For this reason, there is an industry need to defend against poisoning of generative LLMs, to detect when a generative LLM has been poisoned, and to prevent the poisoned generative LLM from outputting poisoned outputs. Some solutions have been proposed in the industry, but those solutions have so far been problematic in one way or another.

For example, some such solutions are only able to defend against model poisoning if they have access to an additional generative LLM (e.g., an LLM based on the same foundation model) that is confirmed to have not been poisoned. Some such solutions are only able to defend against model poisoning if hyperparameters are available and if those hyperparameters are based on the strategy that were used by malicious actors to poison the model. Some such solutions are only able to defend against model poisoning if samples of clean data (e.g., input-output pairs that are guaranteed to not contain trigger tokens) are available and if those clean training data, or those clean training samples, were originally used to train the LLM model before the poisoning took place.

In practice, however, the resources necessary to defend against model poisoning using those proposed solutions are often not available when needed. Proposed solutions, therefore, may be useful in academic settings in which the parameters of the model poisoning and the resources available to test the model can all be available. However, a need exists for a solution that can provide defense to model poisoning in real-world use cases in which little or no resources are available.

Some embodiments of the present disclosure attempt to address some of the issues and needs highlighted above. For example, some embodiments of the present disclosure provide a method by which model poisoning can be detected and mitigated using the attention data provided by the attention layers of generative LLM models. Specifically, because contemporary generative LLM take the form of transformer models, contemporary LLMs include attention layers. These attention layers provide information regarding the strength of association, for each layer of the generative model, between each token of the input prompt and each token of the output prompt. Thus, by querying these attention layers after the model generates an output in response to a particular output, the relative importance of each part of that particular output in causing the LLM to generate that output can be determined.

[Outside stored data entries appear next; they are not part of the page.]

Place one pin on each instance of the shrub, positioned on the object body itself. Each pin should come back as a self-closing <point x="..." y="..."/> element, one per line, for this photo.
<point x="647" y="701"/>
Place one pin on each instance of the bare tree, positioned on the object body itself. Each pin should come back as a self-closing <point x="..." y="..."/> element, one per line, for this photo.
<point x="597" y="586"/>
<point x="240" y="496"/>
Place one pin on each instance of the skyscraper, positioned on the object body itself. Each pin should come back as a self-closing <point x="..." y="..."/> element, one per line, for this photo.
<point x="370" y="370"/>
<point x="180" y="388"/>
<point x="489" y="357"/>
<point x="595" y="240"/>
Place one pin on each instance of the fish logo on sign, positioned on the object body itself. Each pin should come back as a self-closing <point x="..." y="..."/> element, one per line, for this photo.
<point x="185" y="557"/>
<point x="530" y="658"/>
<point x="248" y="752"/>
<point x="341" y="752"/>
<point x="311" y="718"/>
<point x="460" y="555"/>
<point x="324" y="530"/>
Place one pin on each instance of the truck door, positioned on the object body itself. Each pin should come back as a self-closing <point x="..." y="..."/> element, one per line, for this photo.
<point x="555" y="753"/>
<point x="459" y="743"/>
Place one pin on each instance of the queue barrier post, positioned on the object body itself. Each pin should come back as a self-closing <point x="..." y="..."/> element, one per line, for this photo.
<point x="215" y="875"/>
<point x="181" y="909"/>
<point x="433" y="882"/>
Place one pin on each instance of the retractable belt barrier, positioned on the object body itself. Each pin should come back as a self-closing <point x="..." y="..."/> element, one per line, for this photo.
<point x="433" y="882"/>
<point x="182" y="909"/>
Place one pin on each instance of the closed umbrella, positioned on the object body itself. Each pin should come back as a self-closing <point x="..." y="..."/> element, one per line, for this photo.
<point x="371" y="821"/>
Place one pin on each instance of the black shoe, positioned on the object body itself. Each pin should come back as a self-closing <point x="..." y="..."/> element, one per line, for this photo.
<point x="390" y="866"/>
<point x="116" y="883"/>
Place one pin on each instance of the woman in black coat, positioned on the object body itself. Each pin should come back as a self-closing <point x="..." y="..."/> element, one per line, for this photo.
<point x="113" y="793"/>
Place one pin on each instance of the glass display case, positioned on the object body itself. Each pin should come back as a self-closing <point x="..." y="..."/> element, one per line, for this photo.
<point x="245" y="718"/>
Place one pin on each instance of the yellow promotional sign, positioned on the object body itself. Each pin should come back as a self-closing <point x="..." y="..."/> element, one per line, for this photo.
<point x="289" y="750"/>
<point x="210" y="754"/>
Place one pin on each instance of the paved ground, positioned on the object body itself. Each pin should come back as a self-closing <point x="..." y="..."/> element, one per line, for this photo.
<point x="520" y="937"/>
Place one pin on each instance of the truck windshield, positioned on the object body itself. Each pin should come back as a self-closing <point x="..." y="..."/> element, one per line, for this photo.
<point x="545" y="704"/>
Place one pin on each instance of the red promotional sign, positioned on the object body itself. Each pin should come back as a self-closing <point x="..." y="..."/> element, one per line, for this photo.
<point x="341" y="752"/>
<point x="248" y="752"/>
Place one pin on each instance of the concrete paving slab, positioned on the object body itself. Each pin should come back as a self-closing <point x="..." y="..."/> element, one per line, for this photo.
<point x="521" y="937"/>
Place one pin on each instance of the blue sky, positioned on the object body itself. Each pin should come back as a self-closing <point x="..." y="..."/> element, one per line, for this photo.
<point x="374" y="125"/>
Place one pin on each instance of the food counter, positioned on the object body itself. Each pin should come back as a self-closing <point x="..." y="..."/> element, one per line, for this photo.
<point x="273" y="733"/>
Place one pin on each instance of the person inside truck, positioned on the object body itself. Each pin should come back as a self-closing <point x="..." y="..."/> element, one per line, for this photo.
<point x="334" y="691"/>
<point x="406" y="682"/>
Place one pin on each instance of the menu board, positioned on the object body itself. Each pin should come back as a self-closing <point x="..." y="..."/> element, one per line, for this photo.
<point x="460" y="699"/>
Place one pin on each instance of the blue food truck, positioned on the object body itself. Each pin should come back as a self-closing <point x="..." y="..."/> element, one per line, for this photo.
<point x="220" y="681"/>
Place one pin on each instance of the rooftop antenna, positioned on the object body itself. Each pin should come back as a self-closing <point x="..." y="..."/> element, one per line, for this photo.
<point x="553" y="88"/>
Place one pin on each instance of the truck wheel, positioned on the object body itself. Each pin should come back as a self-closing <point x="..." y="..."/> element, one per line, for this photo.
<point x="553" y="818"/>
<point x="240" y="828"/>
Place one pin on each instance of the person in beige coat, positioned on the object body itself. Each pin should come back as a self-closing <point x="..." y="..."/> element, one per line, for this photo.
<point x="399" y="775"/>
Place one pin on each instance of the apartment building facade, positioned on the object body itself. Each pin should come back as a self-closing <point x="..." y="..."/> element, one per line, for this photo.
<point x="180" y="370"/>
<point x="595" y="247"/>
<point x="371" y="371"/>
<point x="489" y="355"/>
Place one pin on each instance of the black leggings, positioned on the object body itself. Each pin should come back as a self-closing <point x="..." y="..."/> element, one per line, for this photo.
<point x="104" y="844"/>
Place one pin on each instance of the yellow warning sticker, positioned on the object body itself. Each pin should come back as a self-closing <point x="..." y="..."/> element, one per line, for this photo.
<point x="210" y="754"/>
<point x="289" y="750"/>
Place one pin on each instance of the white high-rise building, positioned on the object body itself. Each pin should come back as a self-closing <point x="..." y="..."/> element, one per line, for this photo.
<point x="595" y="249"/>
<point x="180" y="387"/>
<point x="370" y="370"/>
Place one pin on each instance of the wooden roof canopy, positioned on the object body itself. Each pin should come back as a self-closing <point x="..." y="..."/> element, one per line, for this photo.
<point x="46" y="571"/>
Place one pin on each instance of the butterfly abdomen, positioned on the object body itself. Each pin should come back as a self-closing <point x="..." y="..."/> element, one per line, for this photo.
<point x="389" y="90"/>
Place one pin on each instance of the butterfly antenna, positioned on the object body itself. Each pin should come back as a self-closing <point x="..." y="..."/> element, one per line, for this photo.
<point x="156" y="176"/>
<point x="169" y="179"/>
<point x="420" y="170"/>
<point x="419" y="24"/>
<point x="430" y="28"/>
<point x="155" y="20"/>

Some embodiments of the present disclosure analyze the attention layers of a model after that model has produced a particular output in response to being prompted with a particular input. Some of these embodiments then analyze the relative attention strengths, sometimes also referred to as “attention scores” or “attention weights,” of the input tokens from the particular input to the output that was generated. Some of these embodiments attempt to identify tokens that were significantly more important in causing the LLM to generate the output it generated than other tokens in the particular input. The attention scores for those tokens, the tokens themselves, or both, can be flagged as potentially poisoned input tokens. This represents a prediction that a malicious actor may have trained the LLM to extremely strongly associate those flagged tokens with the particular output tokens that were output by the LLM, regardless of what other context (e.g., combinations of other tokens) may be present in the input prompt.

Some embodiments of the present disclosure, after identifying potentially poisoned tokens and flagging the tokens as such, may create a sanitized input prompt with those flagged tokens removed. The sanitized input may retain all other tokens of the previous input prompt (i.e., the initial input prompt), and therefore may contain only tokens that have not been flagged. These tokens may be referred herein to as sanitized input tokens. The sanitized input prompt may input into the LLM, which may then output a new output. This new output may be referred to herein as a sanitized output. The tokens of the sanitized output may be referred to herein as sanitized output tokens.

The sanitized output may, in some instances, be significantly different than the initial output that the model generated when the initial input prompt included the flagged tokens. The sanitized output may, as a result, represent a far more accurate LLM response to the initial input prompt than the initial output. This is because the sanitized output may be a much more accurate representation of what the generative LLM would have output in response to the initial input prompt if the generative LLM had not been poisoned.

For these reasons, the above generally described embodiments may be utilized in several ways to defend against model poisoning. For example, in some use cases a model may be tested with various input prompts and some or all of the other steps above to detect if that model has been poisoned. In these use cases, it may be useful for embodiments of the present disclosure to provide to an end user (e.g., a model researcher, model owner, model host, or model developer) all data available so that further analysis can be performed. For example, embodiments of the present disclosure could provide the initial input, the list of initial input tokens, the initial output, the list of initial output tokens, the attention scores, the flagged input tokens, the sanitized input, the list of sanitized input tokens, the sanitized output, and the list of sanitized output tokens.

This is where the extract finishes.